Lo primero que vieron los expedicionarios fue la figura de una especie de inmenso gusano. Se retorcía y descoyuntaba grotescamente, brillando sus humedades ante la tenue iluminación que brindaba el musgo. Tomaba formas indefinidas y luego de dar varias contorciones finalmente se quedó quieto en un perfil definido que parecía asimilar una pila de enormes intestinos. Entonces una voz empezó a emanar de la profundidad de la víscera.

—¡Profanadores inmundos! Han desafiado las leyes de mi reino.

—¡Y qué si lo hicimos! —desafió Rowena usando telepatía con la entidad.

—¿¡No sabes quién soy, mujer?!

—Asmodius, Señor del Inframundo.

—¡Y aún sabiéndolo, osas desafiarme!

—Pues tú, Asmodius, aún no has reconocido a quién tienes frente de ti.

Durante breves segundos hubo quietud de pensamientos y luego las vísceras empezaron a retorcerse nuevamente, se inflamaron y contrajeron tomando el aspecto de intestinos gruesos.

—Rowena de la Casa de Suabia y un Cruzado Cátaro, Aldrick du Ruelant —sentenció el órgano—. Dos hiperbóreos han caído en mis redes, el Bafometh estará muy complacido cuando demos inicio a su martirio perpetuo.

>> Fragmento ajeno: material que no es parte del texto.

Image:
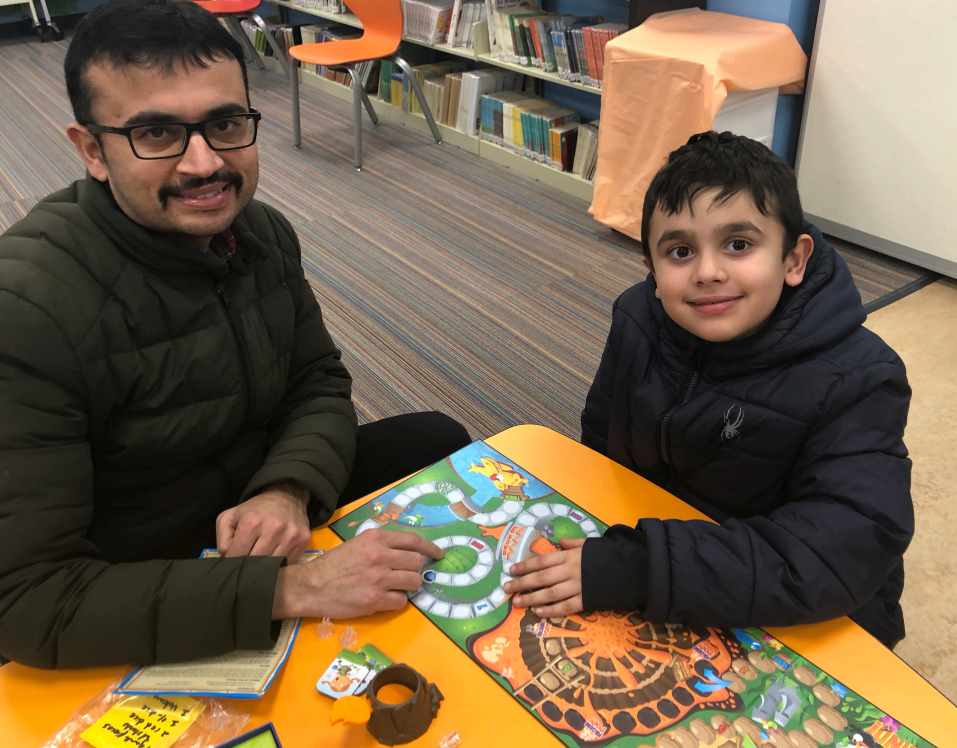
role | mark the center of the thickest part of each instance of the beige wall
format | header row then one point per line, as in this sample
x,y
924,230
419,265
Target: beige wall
x,y
879,144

—Olvidas algo, gusano —intervino Aldrick, también por vía telepática—. Jamás debes subestimar a tu oponente.

—Están fuera de su mundo, Cruzado; están con los cuerpos destrozados y el espectro casi extinto.

Habían caído en la trampa. Asmodius y los abisales jamás tomaron en cuenta que la fuente de poder de un hiperbóreo es el espectro infinito y su fuerza de voluntad. Desde su captura hasta aquel momento, Aldrick y Rowena urdieron un plan para internarse hasta las primitivas instancias cefálicas en las profundidades de la Tierra. Allí solo tenían que realizar una última diligencia antes de morir con honor: se llevarían al menos a un Siddah Traidor.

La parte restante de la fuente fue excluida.